A series of violent threats against South Bay schools this past week prompted heightened police presence, some arrests and an ongoing conversation about how to respond to these kinds of scares. San Jose State University and a few K-12 districts in San Jose and Milpitas reported incidents that stoked fresh fear in the wake of the school shooting last month that left 17 dead in Parkland, Florida.
One incident took place the afternoon of Feb. 28 at SJSU, where someone spotted bathroom graffiti that read: “Shooting 2.28. 2day 5pm.” A witness alerted the University Police Department to the message, which was scrawled on the wall inside of the women’s bathroom on the third floor of Dudley Moorhead Hall.
The rest of the SJSU community was alerted through email and text from the campus-wide emergency notification system AlertSJSU. But some students first found out by word of mouth after information and photos began circulating on social media.
UPD Capt. Alan Cavallo said the situation was not taken lightly, and that he had officers on high alert, patrolling on foot and by vehicle. The San Jose Police Department was also notified of the threatening message and was keeping an eye on the situation.
Another scare took place that same day when after someone posted on Twitter about wanting to “shoot up” Alum Rock schools. SJPD’s Human Trafficking, Juvenile, Missing Persons Unit tracked down and identified the author as a 12-year-old girl, who, according to the initial SJPD press release, was questioned but not taken into custody. However, a second media bulletin indicated that she was later arrested, however.
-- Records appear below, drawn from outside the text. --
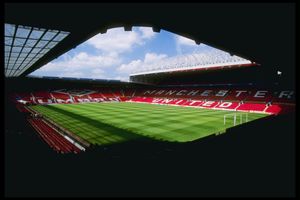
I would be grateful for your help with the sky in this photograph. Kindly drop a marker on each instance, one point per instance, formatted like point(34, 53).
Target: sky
point(118, 53)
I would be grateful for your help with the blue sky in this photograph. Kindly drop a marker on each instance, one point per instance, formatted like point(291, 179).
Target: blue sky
point(117, 53)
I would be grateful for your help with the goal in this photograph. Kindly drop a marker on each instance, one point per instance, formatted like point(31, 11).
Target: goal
point(235, 118)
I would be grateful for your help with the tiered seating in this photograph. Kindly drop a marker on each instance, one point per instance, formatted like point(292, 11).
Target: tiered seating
point(217, 98)
point(228, 105)
point(42, 97)
point(252, 107)
point(107, 93)
point(52, 138)
point(23, 98)
point(22, 108)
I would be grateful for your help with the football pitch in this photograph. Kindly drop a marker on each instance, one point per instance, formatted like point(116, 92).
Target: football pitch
point(113, 122)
Elsewhere in San Jose, in the Oak Grove district, parents got an email from administrators that their campuses were “targeted for possible violent acts” in a social media posting. Confusion and frustration spread as parents criticized the district for failing to give them enough information and then allegedly downplaying the incident. Some parents say the got no notice at all.
But the scare in Oak Grove turned out to be unfounded. SJPD later confirmed that there were no threats reported against that school district. Superintendent Jose Manzo said the email he sent out was actually a response to the Alum Rock incident, and that the wording of the message was misleading.
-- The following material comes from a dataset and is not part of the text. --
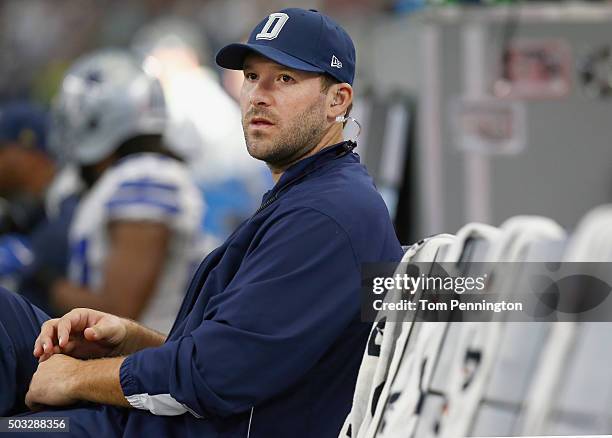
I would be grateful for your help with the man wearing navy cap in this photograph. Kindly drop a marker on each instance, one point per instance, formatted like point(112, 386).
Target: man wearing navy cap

Another violent message was reported in Milpitas, which led police to keep close watch on local schools. But they were unable to determine whether it was a valid threat.
According to news reports, similar threats took place throughout the U.S. in recent days. Experts say it’s a common trend in the wake of a high-profile school shooting.
“Yes, kids can see these events on the news and relate to the shooter, be inspired and emulate them,” University of San Francisco criminology and sociology professor Kimberly Richman told KRON 4 in a March 1 newscast.